Definitions

shift lock

Caps lock

The caps lock is a key on a computer keyboard. Pressing it will set a keyboard mode in which typed letters are capitalized by default and (on some computers) in lower case when the shift key is pressed; the keyboard remains in this mode until caps lock is pressed again.

Cultural significance

The original utility of the key allowed the typing of all caps where appropriate, such as titles at the top of a page, without requiring the typist to manually keep the shift key depressed as long as needed. However, with the advent of modern styling such as small caps and section headers entered only once, this function has depreciated in usefulness.

On Internet chat systems, forums and Usenet, typing a sentence in all capitals is considered rude, the large letters akin to shouting or yelling within the social context. On a more practical level, text written in all capital letters, a result of engaging the caps lock, may be difficult to read. The 'Caps Lock Theory', is often referred to in Internet chat forums and states that there is an inverse relationship between a person's use of the caps lock and their knowledge of a particular subject. There are known groups of people whose Internet communities are based entirely around the use of the caps lock key.

Case sensitivity, a feature used in passwords to increase their security, can also conflict with caps lock. Many services and pages that utilize this feature warn the user up front to check the status of the caps lock function before entering a username and/or password. FAQ pages and other help guides also include this advice to reduce the incidence of complaints to support technicians for such a minor and easily-prevented issue. In Mac OS X, when caps lock is engaged at a login or authentication panel, a symbol for caps lock (⇪) warns of the state from within the password field.

In 2006, Pieter Hintjens began a campaign to remove the caps lock key from the standard keyboard layout. While the vast majority of manufacturers continue to produce keyboards which include a caps lock, some have removed it. One Laptop Per Child computers, for example, do not have a Caps Lock key,, and the Colemak layout replaces it with Backspace.

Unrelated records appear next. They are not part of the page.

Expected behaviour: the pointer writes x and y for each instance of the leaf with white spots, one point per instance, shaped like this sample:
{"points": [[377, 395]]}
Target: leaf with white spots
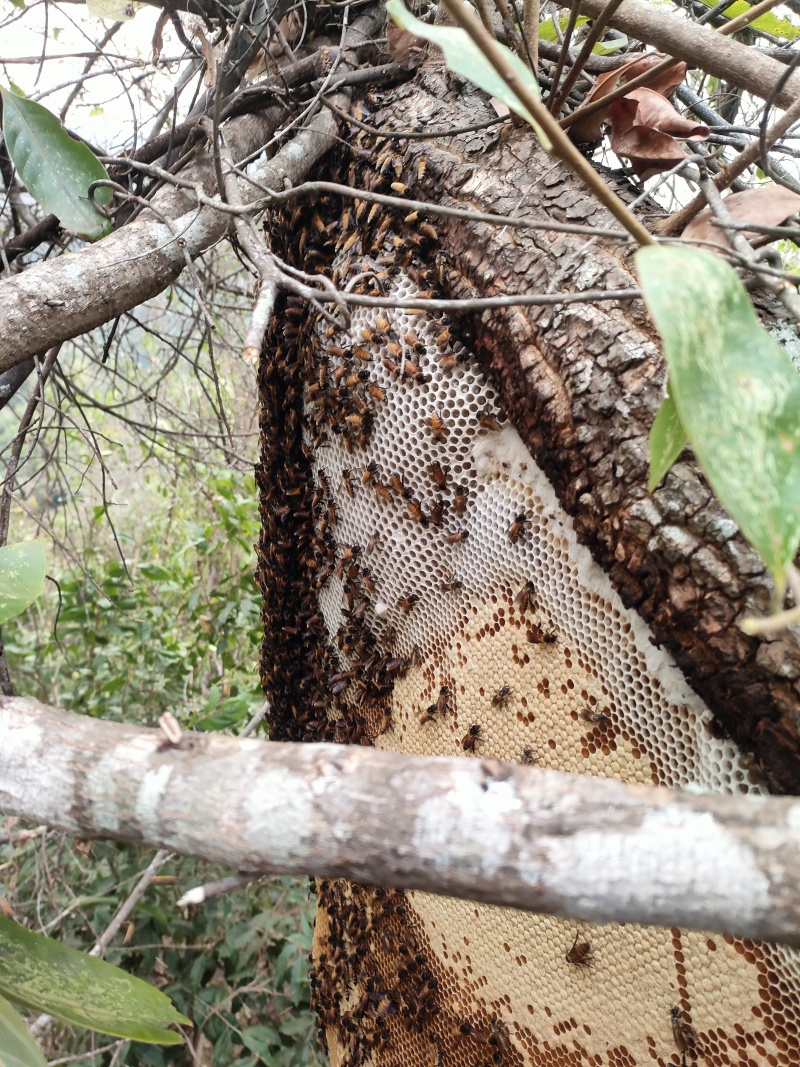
{"points": [[736, 394], [667, 441], [21, 577]]}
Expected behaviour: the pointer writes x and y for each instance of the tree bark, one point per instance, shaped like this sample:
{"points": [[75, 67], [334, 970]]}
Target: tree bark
{"points": [[582, 386], [480, 829]]}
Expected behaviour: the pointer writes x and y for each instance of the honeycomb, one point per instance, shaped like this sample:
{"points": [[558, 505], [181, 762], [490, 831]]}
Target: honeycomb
{"points": [[460, 615]]}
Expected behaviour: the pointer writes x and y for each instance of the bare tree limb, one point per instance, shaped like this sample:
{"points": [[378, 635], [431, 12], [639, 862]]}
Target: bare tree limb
{"points": [[480, 829], [61, 299], [701, 47]]}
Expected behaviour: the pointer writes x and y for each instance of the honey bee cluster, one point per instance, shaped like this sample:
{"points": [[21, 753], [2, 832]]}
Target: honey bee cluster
{"points": [[425, 591]]}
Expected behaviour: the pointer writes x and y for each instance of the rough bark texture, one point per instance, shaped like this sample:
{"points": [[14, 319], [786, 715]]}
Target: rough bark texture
{"points": [[360, 541], [482, 830]]}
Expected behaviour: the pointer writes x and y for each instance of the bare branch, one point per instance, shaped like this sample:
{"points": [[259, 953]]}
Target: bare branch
{"points": [[480, 829], [700, 46]]}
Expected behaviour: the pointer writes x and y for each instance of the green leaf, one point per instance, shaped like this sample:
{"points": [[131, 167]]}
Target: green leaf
{"points": [[116, 11], [767, 22], [44, 975], [464, 57], [667, 440], [21, 577], [17, 1048], [736, 392], [56, 169], [547, 28]]}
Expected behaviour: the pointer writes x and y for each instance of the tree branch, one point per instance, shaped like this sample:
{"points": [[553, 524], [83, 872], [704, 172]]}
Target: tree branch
{"points": [[60, 299], [479, 829], [701, 47]]}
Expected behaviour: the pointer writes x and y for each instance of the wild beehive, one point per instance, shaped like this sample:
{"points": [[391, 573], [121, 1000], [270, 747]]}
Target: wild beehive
{"points": [[427, 591]]}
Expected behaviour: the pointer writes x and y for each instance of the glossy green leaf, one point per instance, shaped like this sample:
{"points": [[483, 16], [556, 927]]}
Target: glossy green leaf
{"points": [[768, 22], [667, 440], [45, 975], [736, 392], [17, 1047], [115, 11], [21, 577], [547, 28], [56, 169], [464, 57]]}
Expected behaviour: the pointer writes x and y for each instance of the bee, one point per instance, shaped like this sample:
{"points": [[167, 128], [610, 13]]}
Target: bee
{"points": [[498, 1036], [451, 584], [486, 419], [580, 954], [438, 474], [591, 715], [539, 636], [397, 483], [437, 512], [413, 370], [517, 528], [684, 1035], [527, 596], [347, 481], [450, 361], [406, 603], [437, 427], [416, 344], [415, 510], [472, 737], [369, 473]]}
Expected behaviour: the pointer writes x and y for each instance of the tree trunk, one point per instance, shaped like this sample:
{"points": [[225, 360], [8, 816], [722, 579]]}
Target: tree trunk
{"points": [[459, 555]]}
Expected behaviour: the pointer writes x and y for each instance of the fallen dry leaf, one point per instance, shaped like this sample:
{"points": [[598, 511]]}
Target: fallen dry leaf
{"points": [[644, 127], [665, 83], [767, 206]]}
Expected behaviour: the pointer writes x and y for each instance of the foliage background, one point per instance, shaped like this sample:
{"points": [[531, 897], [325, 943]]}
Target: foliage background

On older keyboards, the Control key was located on the left of the keyboard, some people choose to remap the keys to exchange Caps Lock and Control.

Shift lock

In QWERTY keyboards, though the caps lock mode capitalizes letters, it does not affect other keys, such as numbers or punctuation, in the way that the shift key does. A version of caps lock that affects all keys as shift does exists on certain layouts such as the French AZERTY and those of some older computers, including the Commodore 64; this function is called shift lock. The origin of the function is found on mechanical typewriters, where the shift key causes the type apparatus to physically shift to produce capitals and secondary characters. To lock this mechanism in place, a special non-character key could be depressed along with shift. The mechanism would not unlock until after pressing a shift key or shift lock again. Some operating systems and window managers allow caps lock to be used for a similar function.